E acrescentou que, logo na origem, já estavam evidenciadas as contradições: o espaço europeu é muito diferenciado, porque existem países muito competitivos ao lado de outros pouco competitivos. Ora, isso não foi resolvido com a criação da união monetária, logo, os problemas das economias menos competitivas agravaram-se. Desde a primeira hora adivinhava-se: haveria países perdedores e Portugal estaria desse lado . Os fundos estruturais que foram criados para compensar os países menos competitivos não deram o resultado desejado. Como consequência disso, a situação dos países perdedores é agora mais grave do que era em 1993, e o tratado orçamental não veio resolver a situação.

O que impede a União Europeia de reformar-se, na opinião de Ferreira do Amaral, é o facto de países como Portugal não disporem de instrumentos financeiros adequados para resolver os seus problemas: não têm autonomia monetária e estão condicionados em termos orçamentais. Enquanto país, compara Portugal com o nosso Interior, enquanto região. Na Europa, Portugal está condenado a empobrecer e terá o mesmo destino que o interior de Portugal... Como poderão ser criados mecanismos para estas zonas se desenvolverem? Não é, como já se viu, encharcando a economia com fundos estruturais. Também não será pela solidariedade, pois, nesse aspeto, estamos agora pior do que estávamos há vinte anos atrás. O projeto federal, por não reunir apoios suficientes, também não é solução. Porque, em boa verdade, ninguém está interessado em perder para os outros. A existência de três blocos de países - países de leste, países mais desenvolvidos do centro e países do sul - com diferentes perspectivas, agrava ainda mais a situação.

Concluiu afirmando que, com as clivagens a acentuar-se, esta Europa já nem é uma garantia de paz. Por isso, a solução para a Europa tem de inspirar-se no espírito das comunidades vigente no primeiro período: um espaço de cooperação e não um Super Estado.

O antigo ministro das finanças, Fernando Teixeira Santos, que falou a seguir, começou por concordar que a Europa está numa encruzilhada, e que há dez anos foram postas a nu debilidades sérias no projeto para as quais urge encontrar uma resposta adequada. Mas, discorda dos que acham que a crise e a sua solução têm apenas a ver com finanças públicas. A Europa é mais de que um projeto financeiro, dado ter uma componente política que deve ser preservada, até porque - convém não ter a memória curta, sublinhou - o processo da criação da Europa foi a coisa mais importante que aconteceu no Velho Continente desde a Segunda Guerra Mundial.

O Euro quando foi criado não se preocupou com a convergência das economias.

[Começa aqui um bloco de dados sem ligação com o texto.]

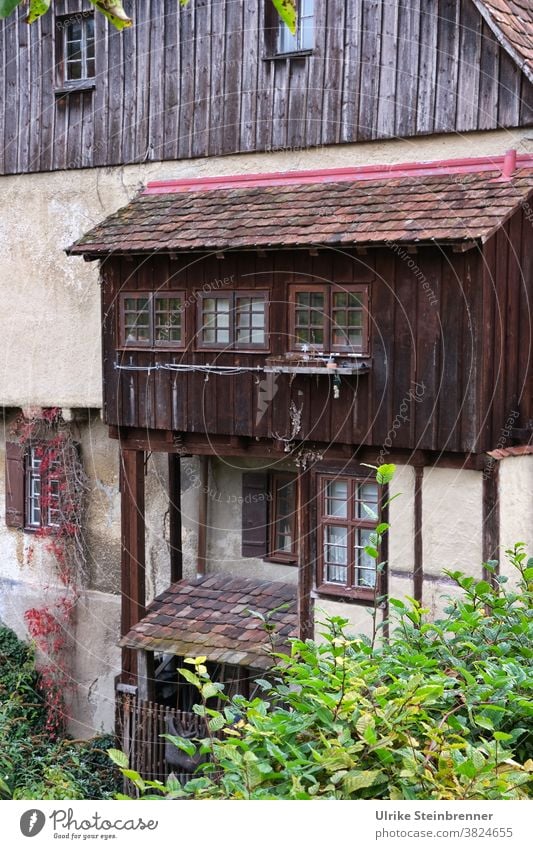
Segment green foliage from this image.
[0,0,296,34]
[0,627,120,799]
[116,543,533,800]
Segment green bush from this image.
[0,627,121,799]
[112,543,533,800]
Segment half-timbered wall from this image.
[0,0,533,174]
[103,243,491,458]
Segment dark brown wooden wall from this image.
[478,202,533,448]
[0,0,533,174]
[98,247,491,451]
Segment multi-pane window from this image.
[121,292,185,348]
[25,446,60,528]
[290,285,368,354]
[277,0,315,53]
[269,473,296,562]
[61,14,95,82]
[197,292,268,350]
[318,476,380,596]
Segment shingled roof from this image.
[68,157,533,256]
[474,0,533,82]
[120,574,296,669]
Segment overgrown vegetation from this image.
[111,543,533,800]
[0,627,121,799]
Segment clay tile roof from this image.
[120,574,296,669]
[474,0,533,81]
[68,157,533,256]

Pensou-se que bastaria controlar a taxa de inflação, as taxas de juro e a estabilidade financeira dos Estados; o resto viria naturalmente com a moeda única. Tal como uma mão invisível, acreditava-se que de forma automática a dinâmica económica iria corrigir as assimetrias entre países. A realidade foi outra: as diferenças que existiam em 93 (data do Tratado de Maastricht) não se reduziram.

E, passando a explicitar melhor o seu ponto de vista, disse que Portugal continua com a mais baixa produtividade dos 12 países iniciais do Euro. Dado que a prosperidade de uma economia depende do nível da produtividade, não resulta aumentar salários sem aumentar a produtividade. No nosso caso, tem especial relevância a competitividade externa, pois quando existe um deficit externo aumenta a dívida. A razão da nossa crise não é a gestão orçamental, mas sim esta fragilidade estrutural. E a competitividade externa só pode se conseguida por duas vias: manter os salários baixos – a nossa opção antes da entrada no Euro - ou conseguir melhorar a produtividade.

Durante anos, os mercados conviveram bem com a situação da dívida de países como Portugal. Mas, com a crise grega perceberam que a UE não tinha instrumentos para lidar com o rápido agravamento dessa dívida. Recordou que, em maio de 2010, não havia nenhum instrumento para isso, porque só mais tarde foi criado o mecanismo de estabilidade financeira. De tal forma, que os empréstimos do primeiro resgate à Grécia foram concedidos através de contratos bilaterias entre países, discutidos no âmbito do Ecofin.

Tornava-se evidente que faltava qualquer coisa na construção do Euro que o fragilizava. Ora, a razão dessa fragilidade prende-se com a existência de três "nãos" que suportaram o tratado de Maastricht: 1) não se previa a saída do euro 2) não se previa default e 3) não se previa a necessidade de resgate. Durante muito tempo, acreditou-se que era possível respeitar estes princípios. Contudo, a crise grega veio mostrar que as três premissas negativas, não podem coexistir e que, num país em situação de crise, a ocorrência de uma delas torna-se uma condição necessária para a superar: ou sai do Euro, ou há default, ou há resgate. Então, quando os mercados perceberam que o problema era mais sério do que aquilo que eles julgavam, as taxas de juro aplicadas à divida de cada país dispararam - antes eram praticamente iguais, diferiam apenas 20 pontos base, ou seja, 0,2% - e começaram a diferenciar-se.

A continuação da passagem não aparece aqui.